Methods: This level three retrospective cohort study took place between April 2010-2018 and included 13 adult patients who underwent AMIC for OLT with LLS for concomitant symptomatic ankle instability and had at least a two-year follow-up period. These patients were matched for age, BMI, lesion size and follow-up to a control group that received isolated AMIC. Surgically, OLTs were accessed through malleolar osteotomies or via direct approach and the AMIC procedure was completed in the standard fashion. Ankle instability was treated with either lateral ligament repair (modified Broström) or anatomic lateral ligament reconstruction (free tendon allograft) based on ATFL & CFL ligament quality. Postoperatively, magnetic resonance observation of cartilage repair tissue (MOCART) 1 and 2.0 scales were utilized for MRI evaluations. American Orthopaedic Foot & Ankle Society score (AOFAS), Cumberland Ankle Instability Tool (CAIT), and Tegner activity scale (pre-injury and pre-surgery) were recorded. Shapiro-Wilk test, t test, Mann-Whitney U test, chi-square, Fisher exact test, Pearson correlation, and the ellipse formula (lesion size) statistical analyses were utilized to compare sociodemographic and clinical characteristics.

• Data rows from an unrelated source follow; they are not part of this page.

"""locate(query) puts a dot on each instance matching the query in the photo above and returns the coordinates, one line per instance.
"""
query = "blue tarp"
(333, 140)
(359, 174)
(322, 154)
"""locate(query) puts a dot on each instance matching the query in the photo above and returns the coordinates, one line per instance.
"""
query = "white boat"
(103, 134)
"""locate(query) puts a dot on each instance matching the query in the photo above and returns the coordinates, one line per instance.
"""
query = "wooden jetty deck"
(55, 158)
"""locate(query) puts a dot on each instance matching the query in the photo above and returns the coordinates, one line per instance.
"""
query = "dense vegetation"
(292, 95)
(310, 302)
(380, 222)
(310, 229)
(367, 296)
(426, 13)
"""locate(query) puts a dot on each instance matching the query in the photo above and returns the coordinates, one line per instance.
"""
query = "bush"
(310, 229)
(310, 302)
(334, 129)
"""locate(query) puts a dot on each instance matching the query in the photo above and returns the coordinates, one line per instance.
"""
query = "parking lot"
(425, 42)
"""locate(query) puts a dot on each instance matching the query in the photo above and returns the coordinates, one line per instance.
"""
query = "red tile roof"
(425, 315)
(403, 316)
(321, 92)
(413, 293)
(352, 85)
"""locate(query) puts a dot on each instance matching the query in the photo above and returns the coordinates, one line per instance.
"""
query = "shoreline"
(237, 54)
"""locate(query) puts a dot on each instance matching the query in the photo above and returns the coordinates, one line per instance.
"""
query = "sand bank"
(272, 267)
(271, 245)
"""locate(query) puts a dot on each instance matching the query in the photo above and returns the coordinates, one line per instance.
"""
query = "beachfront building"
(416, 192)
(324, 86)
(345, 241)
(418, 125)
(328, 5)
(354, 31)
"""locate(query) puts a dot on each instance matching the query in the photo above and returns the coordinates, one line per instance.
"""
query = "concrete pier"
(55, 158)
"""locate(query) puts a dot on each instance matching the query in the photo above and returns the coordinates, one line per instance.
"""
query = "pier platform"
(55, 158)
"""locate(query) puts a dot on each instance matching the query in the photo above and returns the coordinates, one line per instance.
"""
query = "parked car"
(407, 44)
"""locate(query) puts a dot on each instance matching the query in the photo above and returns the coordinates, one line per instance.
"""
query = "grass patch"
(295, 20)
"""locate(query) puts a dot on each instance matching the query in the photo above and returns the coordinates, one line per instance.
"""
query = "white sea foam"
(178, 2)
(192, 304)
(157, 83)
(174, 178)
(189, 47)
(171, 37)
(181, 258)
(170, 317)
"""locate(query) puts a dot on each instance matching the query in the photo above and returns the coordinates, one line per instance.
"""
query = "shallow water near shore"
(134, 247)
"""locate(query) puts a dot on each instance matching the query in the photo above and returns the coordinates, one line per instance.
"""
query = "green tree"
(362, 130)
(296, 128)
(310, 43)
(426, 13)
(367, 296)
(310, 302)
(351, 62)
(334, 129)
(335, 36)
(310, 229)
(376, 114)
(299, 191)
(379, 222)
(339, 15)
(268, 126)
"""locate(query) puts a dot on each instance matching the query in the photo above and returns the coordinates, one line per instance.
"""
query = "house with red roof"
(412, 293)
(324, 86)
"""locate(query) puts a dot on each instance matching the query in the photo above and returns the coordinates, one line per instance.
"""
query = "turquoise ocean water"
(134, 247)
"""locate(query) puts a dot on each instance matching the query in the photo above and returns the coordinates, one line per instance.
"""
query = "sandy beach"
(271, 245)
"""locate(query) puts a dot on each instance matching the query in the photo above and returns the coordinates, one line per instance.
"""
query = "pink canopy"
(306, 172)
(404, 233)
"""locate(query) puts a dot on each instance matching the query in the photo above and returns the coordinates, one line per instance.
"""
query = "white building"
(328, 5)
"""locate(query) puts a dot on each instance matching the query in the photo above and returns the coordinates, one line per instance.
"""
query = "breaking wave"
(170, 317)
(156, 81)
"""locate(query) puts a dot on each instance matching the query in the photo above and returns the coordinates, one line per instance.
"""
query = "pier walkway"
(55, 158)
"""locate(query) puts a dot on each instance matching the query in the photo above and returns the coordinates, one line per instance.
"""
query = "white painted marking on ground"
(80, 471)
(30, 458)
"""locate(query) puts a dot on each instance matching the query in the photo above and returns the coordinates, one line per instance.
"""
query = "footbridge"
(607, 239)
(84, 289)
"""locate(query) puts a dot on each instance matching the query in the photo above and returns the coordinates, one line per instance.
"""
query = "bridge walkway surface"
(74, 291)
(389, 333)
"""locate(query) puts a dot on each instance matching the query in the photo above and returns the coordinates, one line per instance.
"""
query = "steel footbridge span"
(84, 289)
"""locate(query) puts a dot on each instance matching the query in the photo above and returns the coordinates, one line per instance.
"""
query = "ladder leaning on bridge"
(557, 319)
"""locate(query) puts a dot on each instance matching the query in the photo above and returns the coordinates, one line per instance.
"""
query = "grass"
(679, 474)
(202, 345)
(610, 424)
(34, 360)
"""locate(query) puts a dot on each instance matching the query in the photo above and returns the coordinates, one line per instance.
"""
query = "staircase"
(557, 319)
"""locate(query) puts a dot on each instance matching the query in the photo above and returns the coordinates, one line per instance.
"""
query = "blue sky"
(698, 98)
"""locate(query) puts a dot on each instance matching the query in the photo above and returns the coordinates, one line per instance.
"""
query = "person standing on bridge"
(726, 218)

Results: Of the intervention patients, 9/13 underwent lateral ligament repair while 4/13 underwent anatomic ligament reconstruction with ligament integrity postoperatively confirmed on MRI. The control group had significantly better clinical outcomes on the AOFAS and Tegner scales. CAIT and AOFAS scores were significantly correlated with intervention patients. Patients with no functional ankle instability had AOFAS scores similar to the control group. MOCART 1 and 2.0 scores demonstrated no statistically significant differences between the groups.
Conclusions: The authors concluded that clinical outcomes were comparable amongst the two groups as long as postoperative ankle stability was achieved. Study limitations include the use of retrospective data lacking preoperative patient-reported outcome measures as well as comparing 2 groups that were treated at different time periods, a lack of CAIT scores for the control group, a lack of homogeneity in operative techniques, and a lack of sufficient power for the MRI analysis. Overall, while this article had several limitations, it did emphasize the need for proper ankle stabilization in patients who present with OLTs as any residual instability after OLT treatment resulted in worse postoperative outcomes.